Hello @wawa,
Based on how you phrased your question, I believe you are already familiar with some of the background I’m about to provide; nonetheless, it never hurts to reiterate and this may also be beneficial to others who have similar inquiries.
The mechanism that is of interest in this scenario is called content entitlement.

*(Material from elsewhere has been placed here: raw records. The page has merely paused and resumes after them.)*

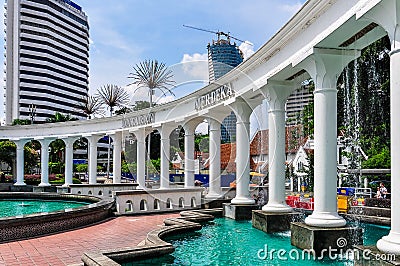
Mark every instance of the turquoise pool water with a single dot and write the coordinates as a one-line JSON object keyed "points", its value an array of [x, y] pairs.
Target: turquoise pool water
{"points": [[229, 242], [23, 207]]}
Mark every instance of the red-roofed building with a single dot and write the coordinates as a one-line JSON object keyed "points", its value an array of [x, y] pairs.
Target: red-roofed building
{"points": [[259, 152]]}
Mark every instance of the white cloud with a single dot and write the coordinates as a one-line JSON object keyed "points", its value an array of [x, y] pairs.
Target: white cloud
{"points": [[292, 9], [165, 99], [247, 49], [195, 65], [202, 128]]}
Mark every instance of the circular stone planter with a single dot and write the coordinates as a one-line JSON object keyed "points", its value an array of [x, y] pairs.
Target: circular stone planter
{"points": [[33, 225]]}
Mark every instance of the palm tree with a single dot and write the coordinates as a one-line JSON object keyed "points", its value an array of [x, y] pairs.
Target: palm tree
{"points": [[113, 96], [91, 105], [152, 75]]}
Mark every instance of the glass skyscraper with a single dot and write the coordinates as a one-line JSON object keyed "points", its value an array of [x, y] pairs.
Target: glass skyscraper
{"points": [[47, 59], [223, 57]]}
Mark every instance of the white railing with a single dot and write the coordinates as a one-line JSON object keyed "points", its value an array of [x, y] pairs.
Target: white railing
{"points": [[161, 200]]}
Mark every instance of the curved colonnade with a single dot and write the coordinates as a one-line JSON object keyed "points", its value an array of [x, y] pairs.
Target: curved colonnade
{"points": [[318, 42]]}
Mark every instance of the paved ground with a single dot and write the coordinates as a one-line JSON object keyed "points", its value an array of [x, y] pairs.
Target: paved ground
{"points": [[67, 248]]}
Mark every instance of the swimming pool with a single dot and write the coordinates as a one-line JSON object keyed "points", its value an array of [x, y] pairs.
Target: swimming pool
{"points": [[229, 242], [18, 207]]}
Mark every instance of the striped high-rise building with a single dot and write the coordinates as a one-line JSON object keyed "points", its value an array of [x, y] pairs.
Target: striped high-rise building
{"points": [[47, 59]]}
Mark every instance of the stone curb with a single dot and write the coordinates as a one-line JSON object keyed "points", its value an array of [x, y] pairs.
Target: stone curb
{"points": [[154, 245]]}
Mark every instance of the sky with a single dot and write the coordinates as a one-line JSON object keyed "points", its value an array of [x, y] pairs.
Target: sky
{"points": [[126, 32]]}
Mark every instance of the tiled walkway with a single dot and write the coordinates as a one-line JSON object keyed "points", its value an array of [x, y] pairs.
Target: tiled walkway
{"points": [[67, 248]]}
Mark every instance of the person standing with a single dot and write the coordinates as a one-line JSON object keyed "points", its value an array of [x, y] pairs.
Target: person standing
{"points": [[382, 190]]}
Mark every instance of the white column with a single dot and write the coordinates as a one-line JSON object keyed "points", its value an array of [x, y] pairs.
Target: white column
{"points": [[92, 167], [44, 162], [117, 148], [387, 15], [214, 189], [324, 66], [20, 161], [189, 154], [141, 157], [391, 242], [165, 132], [69, 160], [242, 111], [277, 137]]}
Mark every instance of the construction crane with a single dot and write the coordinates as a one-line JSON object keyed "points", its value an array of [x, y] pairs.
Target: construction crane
{"points": [[219, 33]]}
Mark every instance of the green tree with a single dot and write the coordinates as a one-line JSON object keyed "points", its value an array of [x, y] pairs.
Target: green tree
{"points": [[8, 153], [140, 105], [82, 167], [21, 122], [113, 96], [90, 106], [152, 75], [59, 117], [380, 160]]}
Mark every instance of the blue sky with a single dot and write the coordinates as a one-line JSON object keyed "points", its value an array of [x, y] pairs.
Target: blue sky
{"points": [[125, 32]]}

For a high level overview, please see:
https://developer.kaltura.com/api-docs/Secure_Control_and_Govern/Content-Categories-Management.html
https://developer.kaltura.com/api-docs/Secure_Control_and_Govern/Content-Entitlements-Privacy-Enforcement.html
The way to determine whether a certain API request should be allowed is by looking at the KS (Kaltura Session) parameter.

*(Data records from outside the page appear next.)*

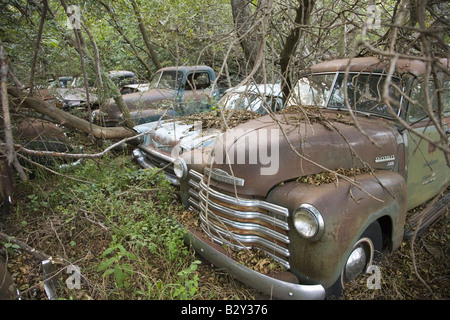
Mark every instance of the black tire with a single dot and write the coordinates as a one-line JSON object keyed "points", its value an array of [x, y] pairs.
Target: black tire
{"points": [[370, 242]]}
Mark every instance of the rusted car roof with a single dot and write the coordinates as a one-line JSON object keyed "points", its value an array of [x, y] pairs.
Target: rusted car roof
{"points": [[372, 64]]}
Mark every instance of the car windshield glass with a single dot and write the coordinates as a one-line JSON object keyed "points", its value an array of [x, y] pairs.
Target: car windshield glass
{"points": [[364, 93], [241, 101], [312, 90], [166, 80]]}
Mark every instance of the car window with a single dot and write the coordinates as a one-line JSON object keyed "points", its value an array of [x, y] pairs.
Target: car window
{"points": [[417, 107], [198, 81], [365, 94], [166, 80], [312, 90]]}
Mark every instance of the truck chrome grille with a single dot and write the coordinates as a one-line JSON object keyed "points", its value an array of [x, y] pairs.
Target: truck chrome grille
{"points": [[240, 223]]}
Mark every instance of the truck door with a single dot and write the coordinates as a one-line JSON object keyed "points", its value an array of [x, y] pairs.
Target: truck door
{"points": [[428, 171]]}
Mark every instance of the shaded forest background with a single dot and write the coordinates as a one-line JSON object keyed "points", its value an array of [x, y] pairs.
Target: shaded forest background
{"points": [[244, 41]]}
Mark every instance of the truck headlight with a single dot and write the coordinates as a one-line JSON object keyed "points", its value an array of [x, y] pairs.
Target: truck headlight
{"points": [[180, 168], [308, 222]]}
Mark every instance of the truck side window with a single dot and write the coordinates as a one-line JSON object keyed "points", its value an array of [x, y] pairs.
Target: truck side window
{"points": [[198, 81]]}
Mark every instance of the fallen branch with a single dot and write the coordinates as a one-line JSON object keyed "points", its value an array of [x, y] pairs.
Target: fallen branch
{"points": [[32, 251], [68, 119]]}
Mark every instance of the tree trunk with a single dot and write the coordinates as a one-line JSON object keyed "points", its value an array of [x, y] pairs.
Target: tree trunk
{"points": [[249, 29], [144, 34], [303, 12], [68, 119]]}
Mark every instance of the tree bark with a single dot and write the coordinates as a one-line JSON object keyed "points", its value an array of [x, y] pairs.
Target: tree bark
{"points": [[248, 28], [68, 119], [303, 12], [144, 34]]}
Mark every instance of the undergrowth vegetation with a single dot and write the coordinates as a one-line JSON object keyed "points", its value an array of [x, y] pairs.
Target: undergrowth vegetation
{"points": [[115, 226], [112, 220]]}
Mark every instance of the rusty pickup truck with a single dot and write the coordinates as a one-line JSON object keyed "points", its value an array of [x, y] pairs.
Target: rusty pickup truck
{"points": [[314, 193], [173, 91]]}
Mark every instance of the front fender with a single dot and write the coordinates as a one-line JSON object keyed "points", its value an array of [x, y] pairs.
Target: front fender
{"points": [[347, 209]]}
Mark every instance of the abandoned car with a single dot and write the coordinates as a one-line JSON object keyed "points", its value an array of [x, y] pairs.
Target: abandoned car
{"points": [[318, 191], [156, 148], [173, 91], [73, 94]]}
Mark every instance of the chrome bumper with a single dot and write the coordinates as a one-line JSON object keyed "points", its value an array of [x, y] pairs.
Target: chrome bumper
{"points": [[274, 288], [139, 156]]}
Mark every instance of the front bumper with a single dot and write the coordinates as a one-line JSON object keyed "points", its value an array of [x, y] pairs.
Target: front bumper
{"points": [[273, 287]]}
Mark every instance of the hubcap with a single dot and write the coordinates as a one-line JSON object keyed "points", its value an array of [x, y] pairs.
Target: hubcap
{"points": [[360, 257]]}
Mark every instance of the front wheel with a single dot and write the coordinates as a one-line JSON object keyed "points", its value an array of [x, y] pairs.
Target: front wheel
{"points": [[365, 251]]}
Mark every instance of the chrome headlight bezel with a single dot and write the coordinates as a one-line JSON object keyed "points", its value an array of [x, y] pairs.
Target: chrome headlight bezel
{"points": [[180, 168], [308, 222]]}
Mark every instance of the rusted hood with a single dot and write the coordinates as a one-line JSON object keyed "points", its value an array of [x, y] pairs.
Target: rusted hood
{"points": [[265, 152]]}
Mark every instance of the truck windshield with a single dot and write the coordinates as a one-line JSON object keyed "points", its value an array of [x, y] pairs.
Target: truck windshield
{"points": [[312, 90], [364, 92], [166, 80]]}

This is true to all API requests, made by Kaltura’s own applications (KMC, MediaSpace, etc) as well as third party/customer applications.

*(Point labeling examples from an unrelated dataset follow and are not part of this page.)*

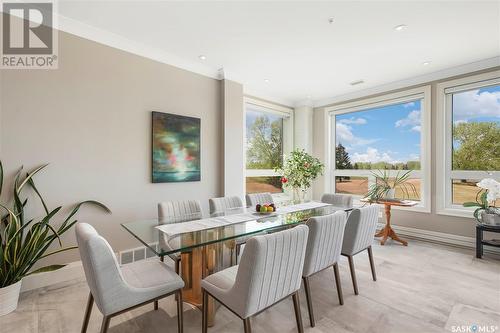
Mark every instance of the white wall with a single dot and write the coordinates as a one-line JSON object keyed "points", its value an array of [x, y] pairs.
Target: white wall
{"points": [[91, 120]]}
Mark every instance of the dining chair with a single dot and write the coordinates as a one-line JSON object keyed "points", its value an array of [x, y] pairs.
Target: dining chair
{"points": [[270, 271], [116, 289], [259, 198], [178, 212], [339, 200], [358, 236], [225, 203], [323, 251]]}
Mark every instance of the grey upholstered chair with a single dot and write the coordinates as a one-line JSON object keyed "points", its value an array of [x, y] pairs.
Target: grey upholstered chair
{"points": [[323, 251], [259, 198], [118, 289], [270, 271], [358, 236], [178, 212], [225, 203], [339, 200]]}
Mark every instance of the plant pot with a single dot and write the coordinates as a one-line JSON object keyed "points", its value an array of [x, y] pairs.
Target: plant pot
{"points": [[490, 218], [9, 296], [390, 194]]}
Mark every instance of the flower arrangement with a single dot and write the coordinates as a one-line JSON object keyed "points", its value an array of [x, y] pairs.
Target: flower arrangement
{"points": [[485, 201], [299, 170]]}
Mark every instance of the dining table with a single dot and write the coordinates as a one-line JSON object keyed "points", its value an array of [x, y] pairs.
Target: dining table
{"points": [[208, 245]]}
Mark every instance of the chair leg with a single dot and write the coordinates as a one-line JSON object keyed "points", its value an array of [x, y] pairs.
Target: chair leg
{"points": [[353, 274], [372, 263], [204, 322], [298, 316], [180, 321], [88, 311], [309, 300], [246, 325], [105, 324], [337, 282]]}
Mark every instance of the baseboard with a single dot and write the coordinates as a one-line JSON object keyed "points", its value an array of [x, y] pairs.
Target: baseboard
{"points": [[440, 238]]}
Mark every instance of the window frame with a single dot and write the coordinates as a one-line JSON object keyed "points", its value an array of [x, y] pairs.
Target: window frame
{"points": [[288, 137], [424, 174], [444, 172]]}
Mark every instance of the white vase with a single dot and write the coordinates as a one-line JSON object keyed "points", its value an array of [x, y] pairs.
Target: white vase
{"points": [[9, 296], [390, 194]]}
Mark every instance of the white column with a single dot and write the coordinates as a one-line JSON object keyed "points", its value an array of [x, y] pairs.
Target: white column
{"points": [[234, 127], [303, 119]]}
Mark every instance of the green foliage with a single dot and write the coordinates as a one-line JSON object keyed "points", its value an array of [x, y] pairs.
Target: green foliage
{"points": [[384, 183], [266, 144], [24, 242], [342, 160], [300, 169], [477, 146]]}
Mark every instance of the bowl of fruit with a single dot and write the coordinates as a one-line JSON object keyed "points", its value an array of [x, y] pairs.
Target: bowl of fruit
{"points": [[265, 208]]}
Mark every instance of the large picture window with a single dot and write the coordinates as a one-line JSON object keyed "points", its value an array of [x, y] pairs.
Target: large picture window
{"points": [[470, 138], [268, 132], [387, 133]]}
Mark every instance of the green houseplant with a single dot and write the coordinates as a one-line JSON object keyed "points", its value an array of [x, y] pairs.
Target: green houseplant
{"points": [[486, 211], [298, 171], [24, 242], [385, 186]]}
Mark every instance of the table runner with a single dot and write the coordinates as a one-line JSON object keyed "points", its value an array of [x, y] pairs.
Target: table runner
{"points": [[172, 229]]}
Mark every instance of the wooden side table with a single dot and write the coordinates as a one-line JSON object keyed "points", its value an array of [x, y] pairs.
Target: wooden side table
{"points": [[387, 231], [480, 242]]}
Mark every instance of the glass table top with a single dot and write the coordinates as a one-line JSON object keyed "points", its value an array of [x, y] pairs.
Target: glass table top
{"points": [[189, 231]]}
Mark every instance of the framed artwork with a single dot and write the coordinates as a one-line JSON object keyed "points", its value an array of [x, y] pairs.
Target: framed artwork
{"points": [[176, 148]]}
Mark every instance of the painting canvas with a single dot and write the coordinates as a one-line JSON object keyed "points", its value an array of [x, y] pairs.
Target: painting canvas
{"points": [[176, 148]]}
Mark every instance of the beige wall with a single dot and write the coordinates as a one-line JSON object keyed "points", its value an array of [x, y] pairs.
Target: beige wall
{"points": [[434, 222], [91, 120]]}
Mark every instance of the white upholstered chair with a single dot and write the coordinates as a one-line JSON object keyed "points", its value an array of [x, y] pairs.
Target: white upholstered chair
{"points": [[339, 200], [270, 271], [358, 236], [178, 212], [117, 289], [323, 251], [259, 198], [223, 204]]}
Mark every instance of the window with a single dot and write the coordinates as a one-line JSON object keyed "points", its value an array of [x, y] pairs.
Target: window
{"points": [[385, 133], [470, 139], [268, 137]]}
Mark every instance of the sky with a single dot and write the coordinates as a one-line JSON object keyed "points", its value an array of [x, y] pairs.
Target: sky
{"points": [[392, 133]]}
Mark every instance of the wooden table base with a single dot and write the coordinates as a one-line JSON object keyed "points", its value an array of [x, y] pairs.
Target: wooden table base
{"points": [[387, 232]]}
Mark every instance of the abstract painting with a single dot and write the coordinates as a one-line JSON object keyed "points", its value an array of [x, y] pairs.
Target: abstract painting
{"points": [[176, 148]]}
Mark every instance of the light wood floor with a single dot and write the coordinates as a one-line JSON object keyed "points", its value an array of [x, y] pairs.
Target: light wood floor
{"points": [[421, 288]]}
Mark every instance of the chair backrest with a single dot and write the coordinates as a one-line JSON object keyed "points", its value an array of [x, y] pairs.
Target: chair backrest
{"points": [[360, 229], [224, 203], [324, 242], [339, 200], [270, 269], [179, 211], [101, 268], [259, 198]]}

A KS consists of multiple fields, the most important ones being:
- Partner ID
- Expiration date (represented as a UNIX/Epoch timestamp)
- Type (USER or ADMIN)
- user ID
- Privileges
A detailed explanation of the KS mechanism can be found here:
https://developer.kaltura.com/api-docs/VPaaS-API-Getting-Started/Kaltura_API_Authentication_and_Security.html#ks-components
To better illustrate the above, please consider this output (the result of decoding the KS string):
real_str $PARTNER_ID;$PARTNER_ID;1564681348;2;1564594948.5176;james;swiew:$ENTRY_ID;
partner_id $PARTNER_ID
partner_pattern $PARTNER_ID
valid_until 1564681348 = 2019-08-01 17:42:28 (will expire in 23 hours and 59 minutes)
type 2
rand 1564594948.5176
user james
privileges disableentitlementforentry:$ENTRY_ID,setrole:PLAYBACK_BASE_ROLE,sview:$ENTRY_ID
In this example, because the KS was generated with these privileges:
disableentitlementforentry:$ENTRY_ID,setrole:PLAYBACK_BASE_ROLE,sview:$ENTRY_ID
If you attempt to use it to view a different entry ID, it will fail.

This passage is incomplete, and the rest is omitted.